Fault Tolerant Heap. Heap corruption (processes corrupting their memory buffer allocation) accounted for 15% of all user-mode crashes, and 30% of user-mode crashes during shutdown. Such phenomena are often due to programming by an application vendor, not MS, and are often hard to diagnose. The idea of the fault tolerant heap monitors for heap corrupting behavior, gives a few extra bytes, and applies such mitigations dynamically. The rules for this call for FTH to be invoked if an app process crashes four times in an hour in ntdll.dll. Russinovich compares this to putting a trampoline under a process, and gave a good demonstration.

Process Reflection. Detects processes which seem hung or to have leaked memory, and then creates a snapshot of these processes for analysis. This copy is then reviewed by a leak detection diagnostic.

4. Security

Virtual accounts for processes are a major improvement: accounts whose management and passwords are the role of the computer. They also have reduced privileges. (56) In addition, services sometimes require a network identity. Previously a domain account was the only solution for this, requiring administrative support with passwords. W2K8SR2 overcomes this with the idea of managed service accounts. Their password and SPN and managed by AD, and they can be configured by PowerShell. It can, though, be used on a single machine.

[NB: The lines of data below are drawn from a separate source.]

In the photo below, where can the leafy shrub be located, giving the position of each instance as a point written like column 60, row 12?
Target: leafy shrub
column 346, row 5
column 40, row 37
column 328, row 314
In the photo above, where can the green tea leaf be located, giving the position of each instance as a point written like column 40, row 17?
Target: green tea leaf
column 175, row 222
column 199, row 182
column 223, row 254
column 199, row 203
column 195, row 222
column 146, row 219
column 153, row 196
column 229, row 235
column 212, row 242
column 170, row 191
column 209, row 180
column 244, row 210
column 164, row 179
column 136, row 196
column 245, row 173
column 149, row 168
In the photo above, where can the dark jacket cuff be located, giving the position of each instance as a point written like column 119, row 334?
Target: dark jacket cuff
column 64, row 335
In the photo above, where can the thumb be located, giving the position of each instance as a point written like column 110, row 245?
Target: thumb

Bitlocker now allows full-volume encryption, and make it easier to start using it by always keeping 100 megs free. In addition, Bitlocker is now available as Bitlocker-to-Go for USB drives and removable storage. Russinovich gives a great example of how this works.

5. Native VHD Support

Allows orderly shutdown of VHD volumes, booting from them, and improved management of these volumes. This also contributes to faster provisioning and repurposing, and faster patching and rollback.

6. Scalability

This kernel release employs hyperthreading (also known as SMT, or Symmetric MultiThreading) to improve performance and scalability. This allows new versions of Windows to take better advantage of recent proliferation of cores in procs by, for instance, moving processes to idle cores in preference to less-in-use ones. Very significant performance improvements came from this; Mark gave one example from Windows 7 of a 23% increase in Windows Media Encoder over Vista SP1.

In Terminal Services, Dynamic Fair Share Scheduling (DFSS) has been introduced to prevent one connection’s app from hogging a disproportionate share of the resources through assigning budgets to sessions. Then, when a session exceeds its quota, its threads go to the idle-only queue. Good demo of this.

Bitmasks. The new kernel also recognizes the growing number of CPUs, and has re-architected its ability to support new apps which take advantage of as many LPs (logical processors) as are available. The new kernel divides the number of such LPs into up to four groups of up to 32 LPs. Then, by default, processes are affinitized so that all threads operate on the LPs in a single group. Other important changes include the removal of the Dave Cutler-era Dispatcher Lock, which serialized access to data structures. Instead, each object was protected by its own lock, and many operations were deemed to run lock-free.

Important parts of this material were presented last year; even so, this presentation was well-received, and one of the best-attended. It makes me look forward to the next edition of Inside Windows.